2. It seems to imply that requesting an old start point is wrong, but I
don't see why. As long as the WAL is there (or at least the slot
boundaries), what's the problem? Can we either just change the comment
to say that it's fine to start on an ancestor of the requested timeline
(and maybe update the docs, too)?

3. I noticed when looking at this that the terminology in the docs is a
bit inconsistent between START_REPLICATION and
recovery_target_timeline.
  a. In recovery_target_timeline:
     i. a numeric value means "stop when this timeline forks"
     ii. "latest" means "follow forks along the newest timeline"
     iii. "current" is an alias for the backup's numerical timeline
  b. In the start START_REPLICATION docs:
     i. "current" means "follow forks along the newest timeline"
     ii. a numeric value that is equal to the current timeline is the
same as "current"
     iii. a numeric value that is less than the current timeline means
"stop when this timeline forks"

On point #3, it looks like START_REPLICATION could be improved:

  * Should we change the docs to say "latest" rather than "current"?
  * Should we change the behavior so that specifying the current
timeline as a number still means a historic timeline (e.g. it will stop
replicating there and emit a tuple)?
  * Should we add some keywords like "latest" or "current" to the
START_REPLICATION command?

Regards,
    Jeff Davis





Re: A few nuances about specifying the timeline with START_REPLICATION

From
Heikki Linnakangas
Date:
On 18/06/2021 20:27, Jeff Davis wrote:
> A few questions about this comment in walsender.c, originating in
> commit abfd192b1b5b:
> 
> /*
>   * Found the requested timeline in the history. Check that
>   * requested startpoint is on that timeline in our history.
>   *
>   * This is quite loose on purpose. We only check that we didn't
>   * fork off the requested timeline before the switchpoint. We
>   * don't check that we switched *to* it before the requested
>   * starting point. This is because the client can legitimately
>   * request to start replication from the beginning of the WAL
>   * segment that contains switchpoint, but on the new timeline, so
>   * that it doesn't end up with a partial segment. If you ask for
>   * too old a starting point, you'll get an error later when we
>   * fail to find the requested WAL segment in pg_wal.
>   *
>   * XXX: we could be more strict here and only allow a startpoint
>   * that's older than the switchpoint, if it's still in the same
>   * WAL segment.
>   */
> 
> 1. I think there's a typo: it should be "fork off the requested
> timeline before the startpoint", right?

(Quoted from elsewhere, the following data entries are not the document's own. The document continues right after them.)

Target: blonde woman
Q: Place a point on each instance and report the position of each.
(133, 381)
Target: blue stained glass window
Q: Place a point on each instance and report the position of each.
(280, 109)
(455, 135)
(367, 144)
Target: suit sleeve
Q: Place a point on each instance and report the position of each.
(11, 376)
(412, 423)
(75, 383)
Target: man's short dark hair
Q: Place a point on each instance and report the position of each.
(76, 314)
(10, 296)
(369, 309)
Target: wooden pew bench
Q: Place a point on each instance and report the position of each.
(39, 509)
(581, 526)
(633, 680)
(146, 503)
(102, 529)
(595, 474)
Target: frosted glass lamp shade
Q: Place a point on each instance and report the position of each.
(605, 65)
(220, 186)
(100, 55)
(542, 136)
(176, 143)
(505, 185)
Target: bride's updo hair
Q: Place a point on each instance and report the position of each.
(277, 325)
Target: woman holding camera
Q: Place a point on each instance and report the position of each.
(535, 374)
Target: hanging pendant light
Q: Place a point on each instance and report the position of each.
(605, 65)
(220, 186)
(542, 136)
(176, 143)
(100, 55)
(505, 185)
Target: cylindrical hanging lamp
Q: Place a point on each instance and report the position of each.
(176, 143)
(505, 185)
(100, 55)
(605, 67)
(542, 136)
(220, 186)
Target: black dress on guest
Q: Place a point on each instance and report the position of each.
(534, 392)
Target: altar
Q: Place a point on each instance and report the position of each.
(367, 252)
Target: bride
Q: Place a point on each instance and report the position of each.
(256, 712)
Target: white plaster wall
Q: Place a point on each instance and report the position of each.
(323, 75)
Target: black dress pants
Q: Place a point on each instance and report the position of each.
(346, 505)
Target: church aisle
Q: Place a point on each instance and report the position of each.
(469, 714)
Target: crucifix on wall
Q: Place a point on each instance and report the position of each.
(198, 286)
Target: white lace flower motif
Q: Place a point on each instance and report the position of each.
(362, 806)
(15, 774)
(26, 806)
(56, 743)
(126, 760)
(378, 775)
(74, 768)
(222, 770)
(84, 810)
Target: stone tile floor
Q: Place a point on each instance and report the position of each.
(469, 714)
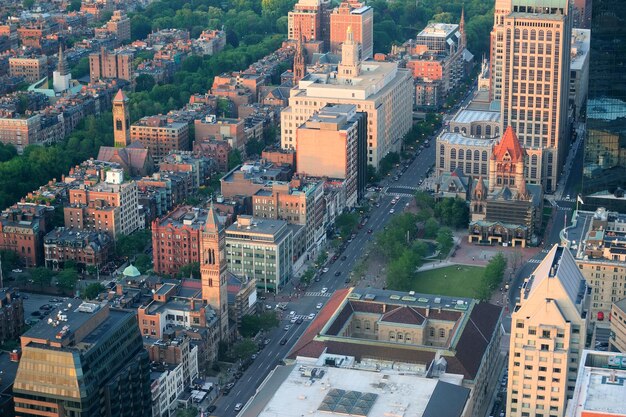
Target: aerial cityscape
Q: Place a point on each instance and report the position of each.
(329, 208)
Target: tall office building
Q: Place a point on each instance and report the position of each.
(358, 17)
(213, 268)
(530, 54)
(548, 332)
(604, 175)
(121, 120)
(86, 360)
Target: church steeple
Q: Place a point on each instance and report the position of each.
(462, 29)
(62, 65)
(299, 65)
(350, 65)
(213, 273)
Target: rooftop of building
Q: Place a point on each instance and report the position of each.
(474, 326)
(600, 385)
(442, 30)
(455, 138)
(469, 116)
(185, 216)
(66, 322)
(558, 264)
(581, 42)
(249, 224)
(335, 392)
(373, 79)
(70, 237)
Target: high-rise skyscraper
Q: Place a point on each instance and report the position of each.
(530, 55)
(605, 142)
(121, 120)
(213, 268)
(548, 334)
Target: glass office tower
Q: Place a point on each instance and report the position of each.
(604, 168)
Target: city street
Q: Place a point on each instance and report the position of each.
(305, 303)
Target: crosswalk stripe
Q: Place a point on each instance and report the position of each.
(316, 294)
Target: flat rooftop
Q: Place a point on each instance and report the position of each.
(338, 392)
(600, 386)
(442, 30)
(454, 138)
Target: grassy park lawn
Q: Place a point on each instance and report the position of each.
(456, 281)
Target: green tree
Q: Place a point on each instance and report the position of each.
(74, 6)
(187, 412)
(144, 82)
(445, 240)
(494, 271)
(93, 290)
(234, 158)
(41, 276)
(346, 223)
(10, 261)
(132, 244)
(431, 226)
(143, 263)
(192, 269)
(67, 278)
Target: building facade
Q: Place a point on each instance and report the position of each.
(160, 135)
(260, 250)
(342, 133)
(105, 65)
(110, 376)
(380, 89)
(360, 18)
(11, 315)
(87, 248)
(548, 334)
(604, 165)
(530, 77)
(32, 69)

Yes, I think you're right.

> 2. It seems to imply that requesting an old start point is wrong, but I
> don't see why. As long as the WAL is there (or at least the slot
> boundaries), what's the problem? Can we either just change the comment
> to say that it's fine to start on an ancestor of the requested timeline
> (and maybe update the docs, too)?

Hmm, I'm not sure if the logic in WalSndSegmentOpen() would work if you 
did that. For example, if you had the following WAL segments, because a 
timeline switch happened somewhere in the middle of segment 13:

000000040000000000000012
000000040000000000000013
000000050000000000000013
000000050000000000000014

and you requested to start streaming from timeline 5, 0/12000000, I 
think WalSndSegmentOpen() would try to open file 
"000000050000000000000012" and not find it.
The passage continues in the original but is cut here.